Hay incumplimientos por todas partes, apunta Payo. Tantos, que Cocemfe desarrolló el pasado año una campaña de concienciación sobre personas secuestradas en sus propios hogares; hombres y mujeres con alguna discapacidad, a los que su comunidad de propietarios no les adapta la salida, y no pueden salir de casa. Son quizás personas mayores que viven en un segundo y no pueden salir.

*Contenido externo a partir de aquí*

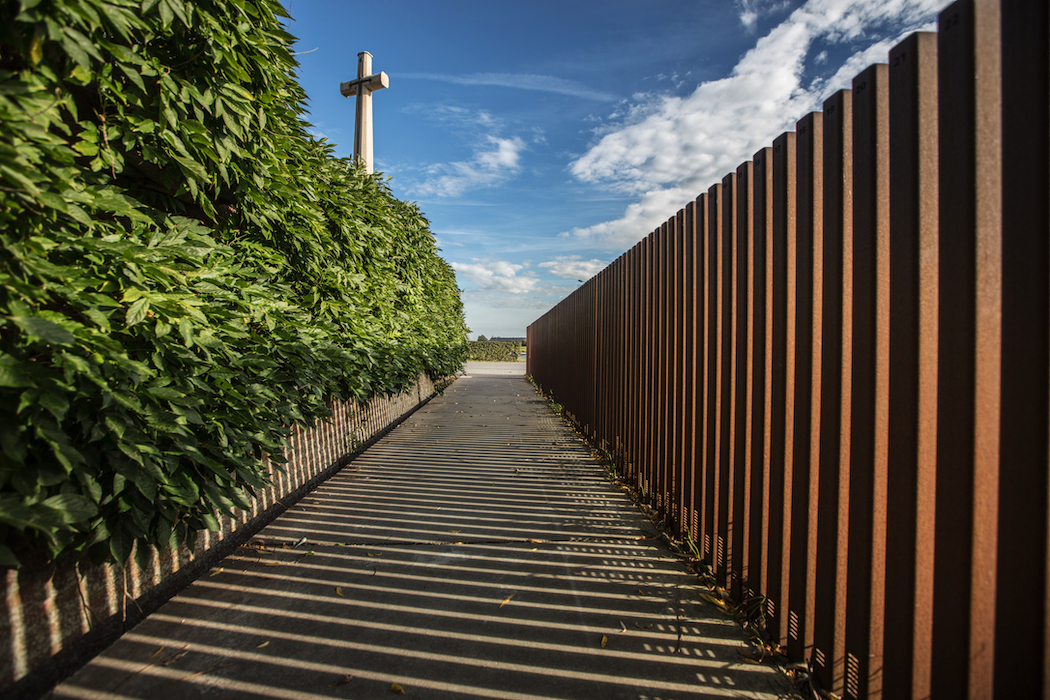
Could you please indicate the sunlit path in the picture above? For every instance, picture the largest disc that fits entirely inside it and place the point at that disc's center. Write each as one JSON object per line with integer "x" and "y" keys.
{"x": 478, "y": 551}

Cuando no se dan las circunstancias de accesibilidad, a la postre, lo que está ocurriendo es que las personas con discapacidad optan por cambiar de bar. Podrían denunciar, explica Payo, «aunque habitualmente, la gente no lo hace». El resultado puede ser una sanción.
A la postre, concluye Payo, es una cuestión de voluntad y de civismo por parte de los propietarios de los establecimientos y de los responsables de lo público que quieran desarrollar estas políticas. Ahora que hay una nueva constitución de las distintas administraciones, expresa su deseo de que «ojalá que los políticos que entren ahora tengan una visión mayor».